Кажется, я даже доволен, что у меня болит. Расту в собственных глазах.

Сначала у меня прием в поликлинике. Она хоть и детская, все же относительно спокойно. Но вот потом больница. Впрочем, к тому времени все пройдет, наверное.

– Все ж плечо-то болит. Может, забежать в приемный покой больницы и пососать валидол?

– Конечно. Давай забежим по дороге.

– А ну их к черту. Обойдется. Не тресну. К тому же это все равно не стенокардия.

– Вечно ты юродствуешь. Ну что за дурацкие рассуждения? Раз болит – пойди и возьми что-нибудь. Если бы это было у меня, ты бы целый митинг устроил. Рассказал бы о невежестве и о чем хочешь. Пойдем возьмем валидол.

Действительно, юродствую и вообще, кажется, в полном восторге от возможности поговорить о валидоле для себя.

– Ну, ладно. Что ты развоевалась? Никуда я не пойду. Во-первых, это не стенокардия, а во-вторых, вон автобус, и если мы не ускорим наш повествовательный ход – опоздаем.

Почему-то на бегу всегда хуже думается. Это при таком опять же аритмичном беге. А бежать в одном ритме, раздумчиво, очень даже приятно.
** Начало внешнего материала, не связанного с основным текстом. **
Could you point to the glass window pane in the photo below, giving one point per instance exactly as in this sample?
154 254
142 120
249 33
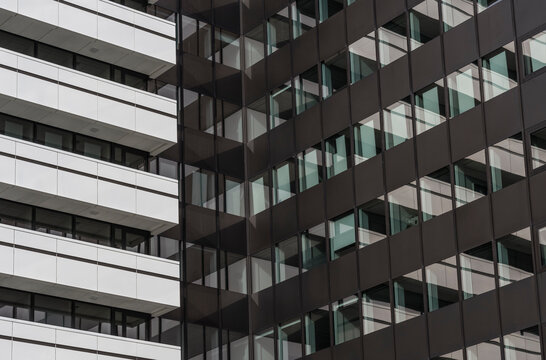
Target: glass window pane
313 247
499 71
392 40
334 74
290 340
442 284
477 270
514 256
286 259
470 178
337 153
342 235
317 330
398 123
284 182
464 89
455 12
376 308
346 319
367 135
507 162
436 198
408 296
363 57
403 209
310 167
430 108
371 222
278 31
534 52
424 23
523 344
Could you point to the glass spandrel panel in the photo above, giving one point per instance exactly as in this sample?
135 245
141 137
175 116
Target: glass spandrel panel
367 134
408 296
463 89
507 162
534 52
430 108
499 71
442 287
514 257
477 270
398 123
470 178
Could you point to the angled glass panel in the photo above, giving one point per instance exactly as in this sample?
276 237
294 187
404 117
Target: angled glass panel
367 135
372 222
403 211
430 109
346 318
470 178
337 151
303 17
442 287
363 57
514 257
342 235
397 120
507 162
499 71
310 167
376 308
392 40
477 270
424 23
534 52
408 296
463 89
436 198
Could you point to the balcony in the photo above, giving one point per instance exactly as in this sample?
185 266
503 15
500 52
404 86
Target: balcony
97 28
62 97
58 180
22 340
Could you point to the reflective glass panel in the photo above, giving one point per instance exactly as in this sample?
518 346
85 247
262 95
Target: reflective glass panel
408 296
442 284
514 257
499 71
337 153
367 135
342 235
392 40
363 57
346 319
398 124
464 89
403 211
507 162
430 108
477 270
424 23
470 178
436 198
376 308
534 52
371 222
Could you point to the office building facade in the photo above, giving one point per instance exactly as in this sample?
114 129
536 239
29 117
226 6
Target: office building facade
272 179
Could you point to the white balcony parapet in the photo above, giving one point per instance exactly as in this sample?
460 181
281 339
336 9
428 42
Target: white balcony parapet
97 28
24 340
59 180
66 98
57 266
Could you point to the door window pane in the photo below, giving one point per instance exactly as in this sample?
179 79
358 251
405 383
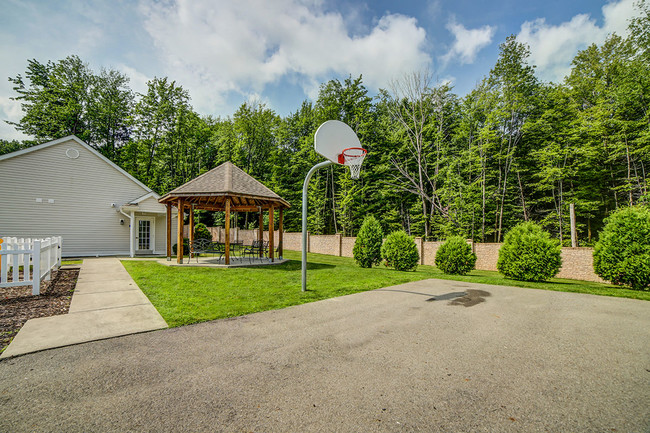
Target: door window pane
144 234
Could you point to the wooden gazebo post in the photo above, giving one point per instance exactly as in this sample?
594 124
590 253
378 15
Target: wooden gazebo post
280 230
169 231
271 234
260 231
191 233
179 245
227 230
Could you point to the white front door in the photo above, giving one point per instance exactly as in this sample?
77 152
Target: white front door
144 235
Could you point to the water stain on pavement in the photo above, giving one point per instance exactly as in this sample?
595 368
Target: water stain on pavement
473 297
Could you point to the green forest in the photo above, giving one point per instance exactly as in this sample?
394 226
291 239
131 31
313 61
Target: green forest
513 149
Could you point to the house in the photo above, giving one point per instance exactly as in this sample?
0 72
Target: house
66 188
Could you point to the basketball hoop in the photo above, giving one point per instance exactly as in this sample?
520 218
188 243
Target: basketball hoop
353 157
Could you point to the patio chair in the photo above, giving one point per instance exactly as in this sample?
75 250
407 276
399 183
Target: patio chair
206 246
198 247
253 250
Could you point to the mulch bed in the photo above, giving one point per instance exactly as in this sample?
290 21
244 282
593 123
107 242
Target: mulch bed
17 304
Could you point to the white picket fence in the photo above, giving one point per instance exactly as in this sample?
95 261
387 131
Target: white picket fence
42 255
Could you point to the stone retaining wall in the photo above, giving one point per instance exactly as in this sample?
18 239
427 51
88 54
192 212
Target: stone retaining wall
577 263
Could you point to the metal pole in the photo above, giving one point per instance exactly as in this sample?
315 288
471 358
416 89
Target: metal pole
304 219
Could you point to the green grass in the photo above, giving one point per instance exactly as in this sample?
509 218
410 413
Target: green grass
195 294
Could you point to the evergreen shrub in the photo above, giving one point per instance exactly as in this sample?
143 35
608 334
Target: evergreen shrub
367 247
529 254
455 256
622 253
400 252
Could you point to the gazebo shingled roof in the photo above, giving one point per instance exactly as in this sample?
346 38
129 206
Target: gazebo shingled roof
224 188
227 180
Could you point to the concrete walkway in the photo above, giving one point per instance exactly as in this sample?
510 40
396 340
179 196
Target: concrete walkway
427 356
106 303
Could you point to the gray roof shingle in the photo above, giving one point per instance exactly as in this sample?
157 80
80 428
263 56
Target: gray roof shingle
226 179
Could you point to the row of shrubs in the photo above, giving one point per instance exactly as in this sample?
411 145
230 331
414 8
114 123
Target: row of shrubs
621 255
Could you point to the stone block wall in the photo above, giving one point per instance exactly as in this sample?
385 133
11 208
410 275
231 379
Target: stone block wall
577 263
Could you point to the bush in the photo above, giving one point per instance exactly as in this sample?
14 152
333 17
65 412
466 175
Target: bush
400 252
186 246
528 253
455 256
367 247
202 232
622 253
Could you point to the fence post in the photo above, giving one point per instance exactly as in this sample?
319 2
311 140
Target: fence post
48 246
36 271
419 242
59 251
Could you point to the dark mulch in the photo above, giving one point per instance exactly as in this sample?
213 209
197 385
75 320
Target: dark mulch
17 304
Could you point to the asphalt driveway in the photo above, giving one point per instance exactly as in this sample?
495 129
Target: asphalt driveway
416 357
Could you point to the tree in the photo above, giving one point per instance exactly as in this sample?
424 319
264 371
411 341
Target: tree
513 80
54 97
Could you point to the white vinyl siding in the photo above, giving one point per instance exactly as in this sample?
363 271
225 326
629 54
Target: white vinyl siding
83 191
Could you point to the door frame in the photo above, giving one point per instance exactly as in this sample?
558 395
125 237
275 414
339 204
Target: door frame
152 234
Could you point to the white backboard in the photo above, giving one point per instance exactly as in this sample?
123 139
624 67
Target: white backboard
332 137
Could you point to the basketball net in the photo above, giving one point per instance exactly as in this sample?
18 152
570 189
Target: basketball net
353 157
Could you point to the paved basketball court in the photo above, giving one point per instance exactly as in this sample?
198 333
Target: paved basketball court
416 357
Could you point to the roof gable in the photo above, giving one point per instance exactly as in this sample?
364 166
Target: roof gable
81 143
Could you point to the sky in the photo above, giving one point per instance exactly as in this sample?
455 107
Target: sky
227 52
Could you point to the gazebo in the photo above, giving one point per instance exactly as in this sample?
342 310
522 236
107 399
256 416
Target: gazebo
224 188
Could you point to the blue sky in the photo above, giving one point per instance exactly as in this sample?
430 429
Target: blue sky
279 51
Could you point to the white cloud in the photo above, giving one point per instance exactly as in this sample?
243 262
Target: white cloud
554 47
468 42
10 110
216 47
137 80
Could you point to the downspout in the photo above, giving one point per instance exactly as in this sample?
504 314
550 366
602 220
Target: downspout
131 234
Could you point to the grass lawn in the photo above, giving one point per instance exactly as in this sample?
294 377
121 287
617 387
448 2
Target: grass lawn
190 295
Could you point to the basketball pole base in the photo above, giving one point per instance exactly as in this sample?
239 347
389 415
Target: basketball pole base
304 219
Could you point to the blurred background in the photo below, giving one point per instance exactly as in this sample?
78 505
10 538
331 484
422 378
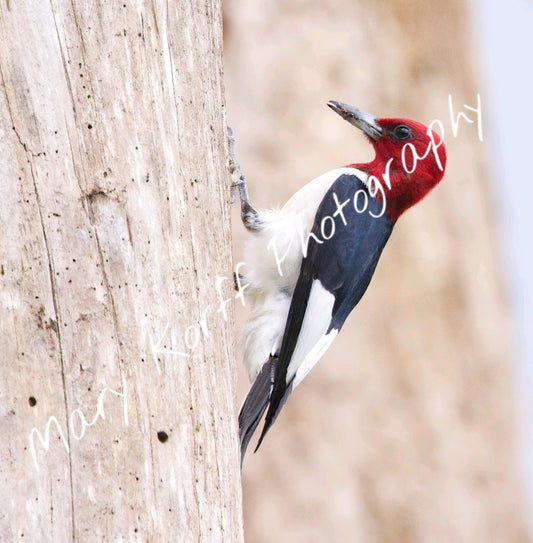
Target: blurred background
417 425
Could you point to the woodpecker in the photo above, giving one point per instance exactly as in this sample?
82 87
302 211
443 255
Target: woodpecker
310 262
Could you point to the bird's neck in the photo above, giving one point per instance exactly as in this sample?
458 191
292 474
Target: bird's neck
401 190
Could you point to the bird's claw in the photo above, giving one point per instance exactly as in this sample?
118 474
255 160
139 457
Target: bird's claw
238 179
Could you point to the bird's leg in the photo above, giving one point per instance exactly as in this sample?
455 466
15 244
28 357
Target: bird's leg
250 217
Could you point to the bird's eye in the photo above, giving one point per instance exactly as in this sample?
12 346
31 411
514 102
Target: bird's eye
402 132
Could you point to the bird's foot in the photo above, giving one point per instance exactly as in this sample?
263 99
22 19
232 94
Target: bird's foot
249 216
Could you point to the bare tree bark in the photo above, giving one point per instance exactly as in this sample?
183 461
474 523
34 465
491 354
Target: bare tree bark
405 431
116 392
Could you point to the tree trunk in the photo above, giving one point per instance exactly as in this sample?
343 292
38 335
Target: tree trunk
117 409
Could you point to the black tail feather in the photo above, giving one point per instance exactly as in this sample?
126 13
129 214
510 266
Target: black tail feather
272 415
256 403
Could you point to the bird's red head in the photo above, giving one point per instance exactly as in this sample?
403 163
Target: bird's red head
410 158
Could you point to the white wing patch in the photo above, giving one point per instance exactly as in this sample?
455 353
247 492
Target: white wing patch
313 341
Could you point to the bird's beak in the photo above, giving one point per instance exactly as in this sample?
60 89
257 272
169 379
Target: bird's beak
361 119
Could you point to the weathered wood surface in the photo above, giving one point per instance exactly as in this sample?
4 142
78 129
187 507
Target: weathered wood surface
114 247
405 431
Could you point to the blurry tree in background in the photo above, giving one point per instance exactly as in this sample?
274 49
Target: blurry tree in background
405 431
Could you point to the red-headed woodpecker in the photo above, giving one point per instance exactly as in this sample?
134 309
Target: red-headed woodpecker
310 262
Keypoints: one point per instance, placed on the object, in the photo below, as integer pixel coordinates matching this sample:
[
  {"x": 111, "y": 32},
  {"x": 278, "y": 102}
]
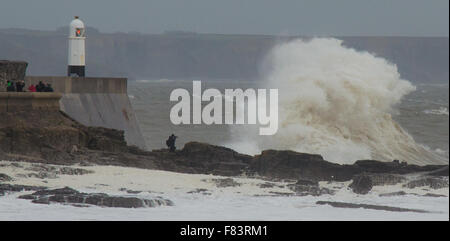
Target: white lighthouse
[{"x": 76, "y": 58}]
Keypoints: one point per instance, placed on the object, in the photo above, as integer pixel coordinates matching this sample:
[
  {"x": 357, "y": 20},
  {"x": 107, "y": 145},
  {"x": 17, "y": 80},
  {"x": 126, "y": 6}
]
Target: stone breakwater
[{"x": 52, "y": 137}]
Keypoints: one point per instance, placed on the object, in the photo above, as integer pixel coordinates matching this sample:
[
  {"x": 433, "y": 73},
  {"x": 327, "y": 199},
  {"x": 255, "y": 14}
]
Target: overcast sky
[{"x": 279, "y": 17}]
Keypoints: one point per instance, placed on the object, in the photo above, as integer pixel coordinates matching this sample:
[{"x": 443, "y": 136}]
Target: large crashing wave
[{"x": 335, "y": 101}]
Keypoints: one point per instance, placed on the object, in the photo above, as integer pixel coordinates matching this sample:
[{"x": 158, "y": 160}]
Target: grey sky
[{"x": 285, "y": 17}]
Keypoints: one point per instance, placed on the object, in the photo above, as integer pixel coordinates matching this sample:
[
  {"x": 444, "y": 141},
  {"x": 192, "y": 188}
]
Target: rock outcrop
[
  {"x": 52, "y": 137},
  {"x": 361, "y": 184},
  {"x": 73, "y": 197}
]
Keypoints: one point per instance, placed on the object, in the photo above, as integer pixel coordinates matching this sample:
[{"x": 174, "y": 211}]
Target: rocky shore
[
  {"x": 52, "y": 142},
  {"x": 54, "y": 138}
]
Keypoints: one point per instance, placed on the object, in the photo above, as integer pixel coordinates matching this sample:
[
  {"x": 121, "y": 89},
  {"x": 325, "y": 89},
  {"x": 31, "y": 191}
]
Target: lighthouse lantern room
[{"x": 76, "y": 58}]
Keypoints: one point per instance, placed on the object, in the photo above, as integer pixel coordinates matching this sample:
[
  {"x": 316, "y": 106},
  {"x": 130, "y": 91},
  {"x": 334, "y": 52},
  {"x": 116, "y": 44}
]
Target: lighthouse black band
[{"x": 75, "y": 70}]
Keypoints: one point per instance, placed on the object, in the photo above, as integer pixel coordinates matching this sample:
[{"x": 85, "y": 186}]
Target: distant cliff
[{"x": 207, "y": 56}]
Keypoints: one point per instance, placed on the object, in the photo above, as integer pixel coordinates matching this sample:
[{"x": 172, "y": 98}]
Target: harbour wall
[{"x": 96, "y": 101}]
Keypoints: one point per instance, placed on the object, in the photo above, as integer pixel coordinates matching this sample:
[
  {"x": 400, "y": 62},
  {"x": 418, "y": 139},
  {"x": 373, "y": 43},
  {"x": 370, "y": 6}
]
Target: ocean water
[
  {"x": 423, "y": 114},
  {"x": 335, "y": 101},
  {"x": 247, "y": 201}
]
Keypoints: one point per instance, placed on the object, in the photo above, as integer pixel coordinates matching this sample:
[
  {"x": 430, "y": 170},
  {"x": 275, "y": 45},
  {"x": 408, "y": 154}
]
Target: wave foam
[{"x": 335, "y": 101}]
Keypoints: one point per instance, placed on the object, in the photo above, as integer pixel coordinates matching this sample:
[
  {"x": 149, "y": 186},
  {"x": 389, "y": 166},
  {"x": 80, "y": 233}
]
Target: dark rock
[
  {"x": 362, "y": 184},
  {"x": 5, "y": 178},
  {"x": 225, "y": 182},
  {"x": 307, "y": 183},
  {"x": 70, "y": 196},
  {"x": 129, "y": 191},
  {"x": 269, "y": 185},
  {"x": 372, "y": 166},
  {"x": 200, "y": 190},
  {"x": 282, "y": 194},
  {"x": 392, "y": 194},
  {"x": 368, "y": 206},
  {"x": 440, "y": 172},
  {"x": 433, "y": 195},
  {"x": 49, "y": 137},
  {"x": 305, "y": 190},
  {"x": 294, "y": 165},
  {"x": 432, "y": 182},
  {"x": 5, "y": 188}
]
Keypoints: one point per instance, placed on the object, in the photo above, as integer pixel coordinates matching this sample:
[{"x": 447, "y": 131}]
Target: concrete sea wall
[{"x": 95, "y": 101}]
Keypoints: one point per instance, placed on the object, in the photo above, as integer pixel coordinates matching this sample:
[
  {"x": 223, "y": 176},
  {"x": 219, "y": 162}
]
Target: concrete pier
[{"x": 96, "y": 101}]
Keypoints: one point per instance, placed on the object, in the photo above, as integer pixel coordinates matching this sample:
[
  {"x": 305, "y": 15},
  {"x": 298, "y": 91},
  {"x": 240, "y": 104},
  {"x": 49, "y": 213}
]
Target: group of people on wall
[{"x": 19, "y": 86}]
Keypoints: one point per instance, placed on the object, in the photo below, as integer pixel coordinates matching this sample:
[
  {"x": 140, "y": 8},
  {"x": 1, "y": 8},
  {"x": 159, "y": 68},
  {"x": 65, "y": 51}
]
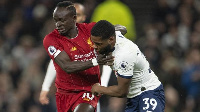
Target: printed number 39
[{"x": 152, "y": 102}]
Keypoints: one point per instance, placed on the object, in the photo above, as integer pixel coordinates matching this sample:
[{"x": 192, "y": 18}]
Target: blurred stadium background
[{"x": 167, "y": 31}]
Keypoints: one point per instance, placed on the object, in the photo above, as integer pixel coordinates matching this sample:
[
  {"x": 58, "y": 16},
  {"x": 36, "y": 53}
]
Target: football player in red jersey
[
  {"x": 75, "y": 60},
  {"x": 51, "y": 72}
]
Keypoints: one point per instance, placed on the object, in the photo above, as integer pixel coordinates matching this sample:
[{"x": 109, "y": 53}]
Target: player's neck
[{"x": 72, "y": 33}]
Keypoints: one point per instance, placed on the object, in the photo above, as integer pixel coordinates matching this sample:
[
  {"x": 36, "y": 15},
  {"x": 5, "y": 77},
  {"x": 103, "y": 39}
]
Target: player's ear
[
  {"x": 75, "y": 17},
  {"x": 111, "y": 39}
]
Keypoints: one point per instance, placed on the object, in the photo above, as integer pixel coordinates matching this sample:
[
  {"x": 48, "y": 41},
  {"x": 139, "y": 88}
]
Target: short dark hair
[
  {"x": 69, "y": 5},
  {"x": 103, "y": 29}
]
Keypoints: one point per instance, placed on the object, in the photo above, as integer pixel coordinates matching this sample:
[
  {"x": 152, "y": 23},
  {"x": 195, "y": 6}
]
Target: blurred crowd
[{"x": 170, "y": 40}]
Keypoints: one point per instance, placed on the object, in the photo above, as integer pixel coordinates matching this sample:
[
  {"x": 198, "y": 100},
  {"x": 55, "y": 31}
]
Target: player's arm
[
  {"x": 120, "y": 90},
  {"x": 63, "y": 60},
  {"x": 121, "y": 28},
  {"x": 48, "y": 80}
]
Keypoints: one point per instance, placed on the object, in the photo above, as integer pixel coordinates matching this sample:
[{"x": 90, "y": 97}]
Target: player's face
[
  {"x": 64, "y": 20},
  {"x": 80, "y": 15},
  {"x": 102, "y": 46}
]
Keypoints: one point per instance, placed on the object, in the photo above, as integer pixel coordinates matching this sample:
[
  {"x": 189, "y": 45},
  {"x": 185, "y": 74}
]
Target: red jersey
[{"x": 78, "y": 49}]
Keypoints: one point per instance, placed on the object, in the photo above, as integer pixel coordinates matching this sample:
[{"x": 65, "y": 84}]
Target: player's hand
[
  {"x": 121, "y": 28},
  {"x": 44, "y": 100},
  {"x": 105, "y": 59},
  {"x": 95, "y": 88}
]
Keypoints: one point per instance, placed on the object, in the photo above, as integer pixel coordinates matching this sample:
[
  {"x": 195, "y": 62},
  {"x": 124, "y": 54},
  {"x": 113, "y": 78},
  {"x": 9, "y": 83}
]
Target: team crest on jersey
[
  {"x": 124, "y": 66},
  {"x": 73, "y": 49},
  {"x": 89, "y": 42},
  {"x": 52, "y": 50},
  {"x": 88, "y": 96}
]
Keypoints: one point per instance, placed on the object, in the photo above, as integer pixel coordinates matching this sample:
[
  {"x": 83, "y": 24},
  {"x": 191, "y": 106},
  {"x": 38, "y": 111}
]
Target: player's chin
[{"x": 62, "y": 33}]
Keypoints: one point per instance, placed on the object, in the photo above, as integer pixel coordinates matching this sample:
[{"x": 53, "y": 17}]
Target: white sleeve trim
[{"x": 50, "y": 76}]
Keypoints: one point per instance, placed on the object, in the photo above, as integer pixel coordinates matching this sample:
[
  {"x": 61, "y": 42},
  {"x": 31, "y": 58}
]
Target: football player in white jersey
[{"x": 136, "y": 80}]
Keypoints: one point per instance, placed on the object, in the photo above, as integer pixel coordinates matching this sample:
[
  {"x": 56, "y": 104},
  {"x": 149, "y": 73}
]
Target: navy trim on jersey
[{"x": 126, "y": 77}]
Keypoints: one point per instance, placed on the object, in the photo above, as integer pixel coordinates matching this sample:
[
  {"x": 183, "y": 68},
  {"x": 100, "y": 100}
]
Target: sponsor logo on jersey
[
  {"x": 52, "y": 50},
  {"x": 88, "y": 96},
  {"x": 73, "y": 49},
  {"x": 124, "y": 66}
]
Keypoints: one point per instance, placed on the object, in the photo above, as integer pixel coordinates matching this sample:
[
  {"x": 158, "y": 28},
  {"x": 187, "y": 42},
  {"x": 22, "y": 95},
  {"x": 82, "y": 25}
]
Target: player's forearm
[
  {"x": 50, "y": 76},
  {"x": 77, "y": 66},
  {"x": 112, "y": 91}
]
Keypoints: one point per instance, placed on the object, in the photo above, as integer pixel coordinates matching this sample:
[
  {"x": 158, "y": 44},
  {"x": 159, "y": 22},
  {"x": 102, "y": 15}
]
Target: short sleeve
[
  {"x": 89, "y": 26},
  {"x": 52, "y": 46},
  {"x": 124, "y": 65}
]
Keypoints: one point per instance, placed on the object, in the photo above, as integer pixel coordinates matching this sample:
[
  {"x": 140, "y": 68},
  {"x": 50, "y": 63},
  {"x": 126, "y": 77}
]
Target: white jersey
[{"x": 129, "y": 63}]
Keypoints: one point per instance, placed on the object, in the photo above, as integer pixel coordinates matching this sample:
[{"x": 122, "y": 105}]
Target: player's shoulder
[
  {"x": 51, "y": 36},
  {"x": 85, "y": 25}
]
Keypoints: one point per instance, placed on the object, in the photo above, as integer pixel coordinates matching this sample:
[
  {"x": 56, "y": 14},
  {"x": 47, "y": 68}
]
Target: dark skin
[
  {"x": 120, "y": 90},
  {"x": 65, "y": 23}
]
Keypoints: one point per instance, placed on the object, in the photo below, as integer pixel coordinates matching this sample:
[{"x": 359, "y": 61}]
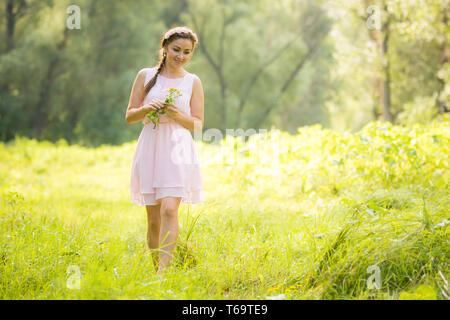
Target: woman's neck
[{"x": 170, "y": 72}]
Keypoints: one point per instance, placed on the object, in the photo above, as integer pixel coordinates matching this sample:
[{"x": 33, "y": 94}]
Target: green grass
[{"x": 305, "y": 221}]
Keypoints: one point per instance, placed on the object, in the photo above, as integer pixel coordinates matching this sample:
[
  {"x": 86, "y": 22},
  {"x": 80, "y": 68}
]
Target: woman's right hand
[{"x": 153, "y": 105}]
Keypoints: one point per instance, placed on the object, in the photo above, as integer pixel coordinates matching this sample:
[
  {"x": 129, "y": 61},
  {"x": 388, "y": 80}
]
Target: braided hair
[{"x": 162, "y": 56}]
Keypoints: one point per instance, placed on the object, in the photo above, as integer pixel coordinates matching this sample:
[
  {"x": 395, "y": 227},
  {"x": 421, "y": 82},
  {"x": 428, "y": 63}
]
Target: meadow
[{"x": 317, "y": 215}]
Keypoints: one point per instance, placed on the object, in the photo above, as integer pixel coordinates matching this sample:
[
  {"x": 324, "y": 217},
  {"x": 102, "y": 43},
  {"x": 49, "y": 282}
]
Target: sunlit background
[
  {"x": 345, "y": 196},
  {"x": 286, "y": 63}
]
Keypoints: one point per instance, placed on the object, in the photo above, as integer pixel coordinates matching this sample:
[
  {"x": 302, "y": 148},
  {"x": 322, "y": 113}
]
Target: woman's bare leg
[
  {"x": 169, "y": 230},
  {"x": 153, "y": 230}
]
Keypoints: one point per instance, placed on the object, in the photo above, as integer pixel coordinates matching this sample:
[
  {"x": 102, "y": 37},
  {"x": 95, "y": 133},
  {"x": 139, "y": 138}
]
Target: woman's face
[{"x": 179, "y": 52}]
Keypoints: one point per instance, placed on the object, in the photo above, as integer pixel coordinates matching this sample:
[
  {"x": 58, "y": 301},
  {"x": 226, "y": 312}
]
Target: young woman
[{"x": 165, "y": 169}]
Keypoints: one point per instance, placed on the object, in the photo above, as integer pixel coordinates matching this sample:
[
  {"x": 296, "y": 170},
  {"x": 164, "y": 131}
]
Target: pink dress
[{"x": 165, "y": 163}]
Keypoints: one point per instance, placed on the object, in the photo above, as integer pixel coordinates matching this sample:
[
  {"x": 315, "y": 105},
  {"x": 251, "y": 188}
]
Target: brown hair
[{"x": 162, "y": 58}]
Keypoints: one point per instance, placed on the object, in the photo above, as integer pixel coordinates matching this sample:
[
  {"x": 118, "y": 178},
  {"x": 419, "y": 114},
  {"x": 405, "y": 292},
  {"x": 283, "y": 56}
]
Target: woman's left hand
[{"x": 172, "y": 111}]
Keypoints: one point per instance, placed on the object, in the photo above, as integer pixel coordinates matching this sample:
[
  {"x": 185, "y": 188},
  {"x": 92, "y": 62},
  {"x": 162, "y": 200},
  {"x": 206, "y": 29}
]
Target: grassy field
[{"x": 318, "y": 215}]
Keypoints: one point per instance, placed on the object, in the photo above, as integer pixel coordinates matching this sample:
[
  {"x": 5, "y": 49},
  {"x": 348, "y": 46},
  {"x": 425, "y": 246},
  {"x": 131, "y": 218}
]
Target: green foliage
[{"x": 423, "y": 292}]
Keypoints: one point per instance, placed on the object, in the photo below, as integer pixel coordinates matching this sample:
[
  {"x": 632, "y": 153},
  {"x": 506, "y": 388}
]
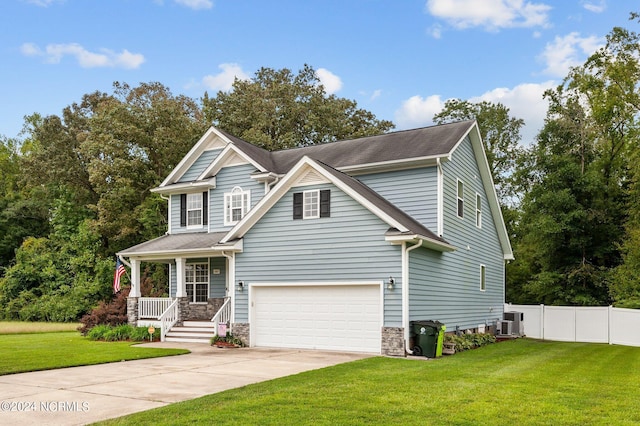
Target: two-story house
[{"x": 336, "y": 246}]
Если сейчас от бега станет хуже – стенокардия. Тоже ведь метод диагностики. Вроде сигареты.

Как автобус идет? То еле двигается, то несется. Здесь быстрее дорогу надо приводить в порядок. От такой езды все автобусы разваливаются. Совсем недавно вышли на линию, а теперь уже скрипучая развалюха. Сначала дома настроили, теперь дороги прокладывают. Целый город вырос, а магазинов нет. Тоже ведь аритмия.

– Раз ты сидишь и молчишь, я буду читать. Удивительная эта книга – «Тигр снегов». Как плечо, болит?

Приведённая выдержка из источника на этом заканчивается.